If you’re considering getting pregnant or are experiencing fertility issues, it is important to become informed on how eating disorders can affect your body’s reproductive functions. First off, the female body is designed to store fat as a crucial energy source during the child-bearing years. This is something to consider seriously if one thinks the images of rail-thin supermodels and celebrities represent an ideal weight to strive for. They are anything but ideal. Nowadays, a typical fashion model weighs 23% less than the average woman and would likely be considered anorexic based on a Body Mass Index (BMI) analysis. Nonetheless, our culture’s obsession with being excessively thin persists and has had major negative repercussions on a large number of women’s reproductive health.
Over the years, physicians have identified the correlation between anorexia nervosa and an absence of menstruation. In cases where the anorexia nervosa has developed before the onset of puberty a young woman may not begin her menstrual cycles. If the disorder develops after menstrual cycles have been established then we typically see irregular periods or the complete cessation of menstruation. In the last two decades, it has been noted that women who diet excessively or suffer from bulimia experience pathological problems with menstruation similar to anorexics. However, once adequate weight has been achieved and normal eating habits are restored, almost all women resume regular menstruation.
Although it is now considered common knowledge that an anorexic female is likely to have difficulty conceiving a child, recent data suggests that there are growing numbers of women with undisclosed eating disorders, who binge and purge or who diet excessively that also have problems with conception. Once these women reach an adequate weight, resume eating normally and their menstruation becomes more regular, chances of successfully conceiving has been demonstrated to increase by nearly 75%.

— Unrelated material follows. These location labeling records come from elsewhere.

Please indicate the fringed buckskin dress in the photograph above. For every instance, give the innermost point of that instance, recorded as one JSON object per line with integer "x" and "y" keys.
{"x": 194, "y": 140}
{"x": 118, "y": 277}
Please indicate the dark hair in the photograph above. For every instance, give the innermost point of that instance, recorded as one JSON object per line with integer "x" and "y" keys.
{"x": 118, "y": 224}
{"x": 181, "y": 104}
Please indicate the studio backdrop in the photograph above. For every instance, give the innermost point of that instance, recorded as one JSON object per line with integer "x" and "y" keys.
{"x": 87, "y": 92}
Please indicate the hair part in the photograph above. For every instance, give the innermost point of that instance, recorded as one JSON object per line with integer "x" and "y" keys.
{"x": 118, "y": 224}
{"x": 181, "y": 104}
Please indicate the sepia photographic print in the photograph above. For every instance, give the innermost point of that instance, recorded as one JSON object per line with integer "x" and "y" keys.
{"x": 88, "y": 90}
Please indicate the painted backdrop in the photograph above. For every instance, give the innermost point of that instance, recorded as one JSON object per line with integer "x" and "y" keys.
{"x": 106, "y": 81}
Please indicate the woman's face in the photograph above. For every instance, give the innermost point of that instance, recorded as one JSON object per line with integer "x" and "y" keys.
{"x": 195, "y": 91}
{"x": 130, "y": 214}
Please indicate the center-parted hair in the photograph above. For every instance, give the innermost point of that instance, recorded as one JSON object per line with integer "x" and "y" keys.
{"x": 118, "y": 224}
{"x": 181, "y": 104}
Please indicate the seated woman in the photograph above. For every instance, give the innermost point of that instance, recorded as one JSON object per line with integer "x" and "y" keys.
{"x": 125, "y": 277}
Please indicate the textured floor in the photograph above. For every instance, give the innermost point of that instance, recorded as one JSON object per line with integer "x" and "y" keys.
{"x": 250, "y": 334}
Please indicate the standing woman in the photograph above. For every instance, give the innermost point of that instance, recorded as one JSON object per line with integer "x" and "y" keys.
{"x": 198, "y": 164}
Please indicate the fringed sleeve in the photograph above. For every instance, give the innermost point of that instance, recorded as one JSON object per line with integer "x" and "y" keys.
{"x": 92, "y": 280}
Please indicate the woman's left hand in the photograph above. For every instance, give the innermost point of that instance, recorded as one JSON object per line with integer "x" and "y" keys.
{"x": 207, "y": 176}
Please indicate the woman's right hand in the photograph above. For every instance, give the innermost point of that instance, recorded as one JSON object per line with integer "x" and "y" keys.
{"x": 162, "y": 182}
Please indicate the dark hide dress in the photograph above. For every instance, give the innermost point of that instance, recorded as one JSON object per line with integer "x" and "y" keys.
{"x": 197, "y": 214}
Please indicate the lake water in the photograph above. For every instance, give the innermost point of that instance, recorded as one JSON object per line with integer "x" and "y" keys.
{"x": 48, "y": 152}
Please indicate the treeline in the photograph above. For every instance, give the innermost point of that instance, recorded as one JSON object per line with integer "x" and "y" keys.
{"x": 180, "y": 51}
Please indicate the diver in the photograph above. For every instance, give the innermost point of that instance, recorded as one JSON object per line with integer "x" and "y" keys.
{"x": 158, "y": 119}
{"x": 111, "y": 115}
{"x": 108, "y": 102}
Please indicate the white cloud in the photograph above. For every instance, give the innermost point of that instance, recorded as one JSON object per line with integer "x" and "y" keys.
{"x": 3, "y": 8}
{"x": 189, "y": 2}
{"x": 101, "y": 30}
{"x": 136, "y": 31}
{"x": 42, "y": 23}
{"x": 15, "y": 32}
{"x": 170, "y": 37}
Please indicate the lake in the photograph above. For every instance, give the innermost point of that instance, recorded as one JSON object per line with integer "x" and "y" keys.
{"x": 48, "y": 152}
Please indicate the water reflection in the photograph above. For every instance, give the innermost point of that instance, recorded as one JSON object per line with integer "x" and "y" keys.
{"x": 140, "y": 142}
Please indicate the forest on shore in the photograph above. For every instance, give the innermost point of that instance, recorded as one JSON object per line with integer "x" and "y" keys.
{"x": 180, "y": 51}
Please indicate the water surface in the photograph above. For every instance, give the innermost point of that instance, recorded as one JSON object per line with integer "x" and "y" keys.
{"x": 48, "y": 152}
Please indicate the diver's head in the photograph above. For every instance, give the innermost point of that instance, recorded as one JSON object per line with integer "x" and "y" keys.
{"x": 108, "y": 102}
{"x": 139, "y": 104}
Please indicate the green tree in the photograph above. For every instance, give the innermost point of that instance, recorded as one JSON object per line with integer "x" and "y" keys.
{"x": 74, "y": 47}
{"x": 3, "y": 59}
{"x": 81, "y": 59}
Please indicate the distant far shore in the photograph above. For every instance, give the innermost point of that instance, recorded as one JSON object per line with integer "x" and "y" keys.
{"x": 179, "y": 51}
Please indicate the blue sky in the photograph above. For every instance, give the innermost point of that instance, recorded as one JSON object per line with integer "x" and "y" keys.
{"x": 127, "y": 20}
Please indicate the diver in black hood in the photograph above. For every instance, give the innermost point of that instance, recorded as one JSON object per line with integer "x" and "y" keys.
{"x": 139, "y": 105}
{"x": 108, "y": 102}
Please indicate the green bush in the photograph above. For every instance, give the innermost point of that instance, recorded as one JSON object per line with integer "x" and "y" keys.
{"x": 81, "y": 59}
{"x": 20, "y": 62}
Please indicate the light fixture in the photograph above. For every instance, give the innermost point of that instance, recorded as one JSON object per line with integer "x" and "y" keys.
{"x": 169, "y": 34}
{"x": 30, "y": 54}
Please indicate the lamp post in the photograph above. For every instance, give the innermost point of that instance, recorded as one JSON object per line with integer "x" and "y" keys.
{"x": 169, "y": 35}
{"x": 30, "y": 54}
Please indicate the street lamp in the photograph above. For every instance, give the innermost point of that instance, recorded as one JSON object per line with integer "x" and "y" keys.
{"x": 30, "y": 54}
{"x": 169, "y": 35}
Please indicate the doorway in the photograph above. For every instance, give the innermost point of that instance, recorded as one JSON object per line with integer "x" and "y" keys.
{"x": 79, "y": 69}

As you can probably guess from the facts above, eating disorders can drastically affect pregnancy. Women with active eating disorders at the time of their pregnancy endanger both their own lives and those of their unborn children. These women tend to gain less weight during pregnancy, have smaller babies (or give birth prematurely) and, generally, suffer many post-partum issues both psychological and physical. On the other hand, women who have resolved their eating disorders prior to pregnancy are much better equipped emotionally and physically to handle childbearing.
In addition to seeking help in dealing with an existing eating disorder, I advise all women to inform their obstetricians and gynecologists whether they have anorexia, bulimia, over-eating disorder or are dieting excessively. Fertility issues and pregnancy concerns are quite stress-inducing and it would better serve your health and well-being to receive appropriate and informed care.